Recently I shared an a-ha! moment on the use of virtual environments for confronting the fear of public speaking.
The more I think about it, the more I’m inclined to claim that the real value of such technology is in targeted skills development.
Once again, I’ll use myself as an example here to make my point.
If I think back to my earliest attempts at public speaking as a graduate student, I’d claim that I did a reasonable job of delivering my presentation. And given that the content of my presentation was likely vetted with my research peers (fellow graduate students) and supervisor ahead of time, this left me with a targeted opportunity for improvement: The Q&A session.
Countless times I can recall having a brilliant answer to a question long after my presentation was finished – e.g., on my way home from the event. Not very useful … and exceedingly frustrating.
I would also assert that this lag, between question and appropriate answer, had a whole lot less to do with my expertise in a particular discipline, and a whole lot more to do with my degree nervousness – how else can I explain the ability to fashion perfect answers on the way home!
Over time, I like to think that I’ve approved my ability to deliver better-quality answers in real time. How have I improved? Experience. I would credit my experience teaching science to non-scientists at York, as well as my public-sector experience as a vendor representative at industry events, as particularly edifying in this regard.
Rather than submit to such baptisms of fire, and because hindsight is 20/20, I would’ve definitely appreciated the opportunity to develop my Q&A skills in virtual environments such as Nortel web.alive. Why? Such environments can easily facilitate the focused effort I required to target the development of my Q&A skills. And, of course, as my skills improve, so can the challenges brought to bear via the virtual environment.
All speculation at this point … Reasonable speculation that needs to be validated …
If you were to embrace such a virtual environment for the development of your public-speaking skills, which skills would you target? And how might you make use of the virtual environment to do so?
Confession: In the past, I’ve been extremely quick to dismiss the value of Second Life in the context of teaching and learning.

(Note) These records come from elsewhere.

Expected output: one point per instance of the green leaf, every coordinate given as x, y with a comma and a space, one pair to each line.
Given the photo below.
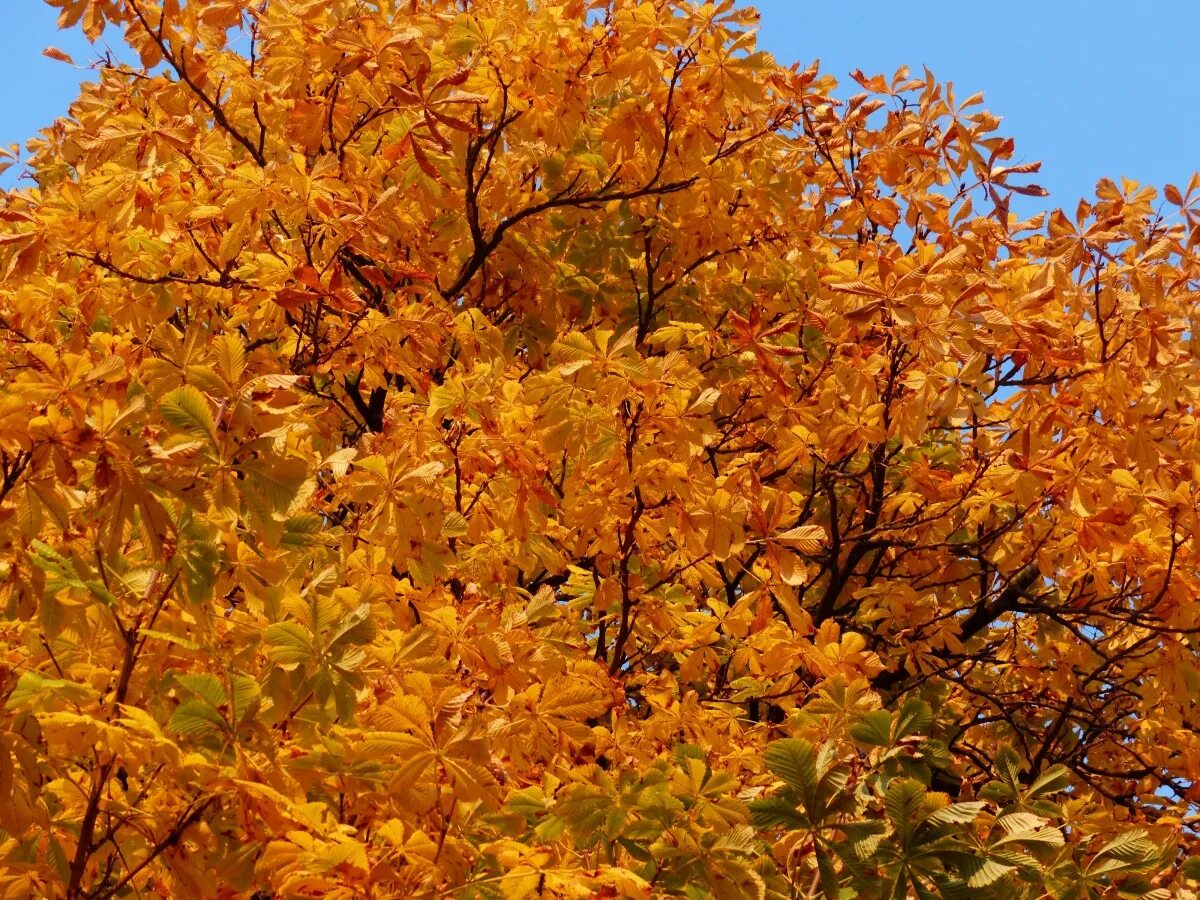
874, 729
1053, 780
288, 643
795, 761
246, 695
187, 409
915, 718
958, 813
982, 871
777, 813
208, 688
195, 718
34, 687
1131, 846
903, 802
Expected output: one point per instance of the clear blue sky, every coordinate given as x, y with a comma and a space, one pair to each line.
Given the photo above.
1092, 88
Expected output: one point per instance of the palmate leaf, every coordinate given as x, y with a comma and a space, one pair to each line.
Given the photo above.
903, 802
796, 762
288, 643
874, 729
187, 409
777, 813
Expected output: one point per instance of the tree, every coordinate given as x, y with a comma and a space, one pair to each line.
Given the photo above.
510, 449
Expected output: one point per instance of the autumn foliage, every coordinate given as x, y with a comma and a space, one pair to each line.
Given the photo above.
547, 448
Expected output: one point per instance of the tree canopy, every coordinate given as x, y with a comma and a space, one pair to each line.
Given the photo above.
549, 448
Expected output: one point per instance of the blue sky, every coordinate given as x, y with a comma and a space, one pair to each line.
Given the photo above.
1092, 89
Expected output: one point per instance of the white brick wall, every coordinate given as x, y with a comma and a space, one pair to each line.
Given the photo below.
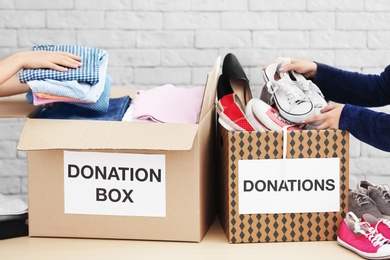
152, 42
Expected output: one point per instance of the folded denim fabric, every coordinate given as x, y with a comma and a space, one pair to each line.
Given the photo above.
100, 105
73, 89
116, 109
88, 72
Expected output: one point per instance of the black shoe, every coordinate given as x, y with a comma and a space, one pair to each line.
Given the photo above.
235, 81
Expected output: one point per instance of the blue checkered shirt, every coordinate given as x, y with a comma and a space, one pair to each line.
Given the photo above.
88, 72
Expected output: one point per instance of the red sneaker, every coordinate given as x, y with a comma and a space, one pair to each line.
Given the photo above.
231, 114
382, 225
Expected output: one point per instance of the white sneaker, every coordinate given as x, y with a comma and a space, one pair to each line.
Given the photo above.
263, 117
290, 100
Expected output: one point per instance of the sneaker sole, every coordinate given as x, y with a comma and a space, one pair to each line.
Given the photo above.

Even worse, my dismissal was not fact-based … and, if truth be told, I’ve gone out of my way to avoid opportunities to ‘gather the facts’ by attending presentations at conferences, conducting my own research online, speaking with my colleagues, etc.
So I, dear reader, am as surprised as any of you to have had an egg-on-my-face epiphany this morning …
Please allow me to elaborate:
- Yesterday, I witnessed a demonstration of Nortel web.alive (dubbed by some as ‘Second Life for business’)
- This morning I was brainstorming content with a colleague for an upcoming presentation on computing resources available for researchers at York
It was at some point during this morning’s brainstorming session that the egg hit me squarely in the face:
Why not use Nortel web.alive to prepare graduate students for presenting their research?
Often feared more than death and taxes, public speaking is an essential aspect of academic research – regardless of the discipline.
As a former graduate student, I could easily ‘see’ myself in this environment with increasingly realistic audiences comprised of friends, family and/or pets, fellow graduate students, my research supervisor, my supervisory committee, etc. Because Nortel web.alive only requires a Web browser, my audience isn’t geographically constrained. This geographical freedom is important as it allows for participation – e.g., between graduate students at York in Toronto and their supervisor who just happens to be on sabbatical in the UK. (Trust me, this happens!)
As the manager of Network Operations at York, I’m always keen to encourage novel use of our campus network. The public-speaking use case I’ve described here has the potential to make innovative use of our campus network, regional network (GTAnet), provincial network (ORION), and even national network (CANARIE) that would ultimately allow for global connectivity.
While I busy myself scraping the egg off my face, please chime in with your feedback. Does this sound useful? Are you aware of other efforts to use virtual environments to confront the fear of public speaking? Are there related applications that come to mind for you? (As someone who’s taught classes of about 300 students in large lecture halls, a little bit of a priori experimentation in a virtual environment would’ve been greatly appreciated!)
Update (November 13, 2009): I just Google’d the title of this article and came up with a few, relevant hits; further research is required.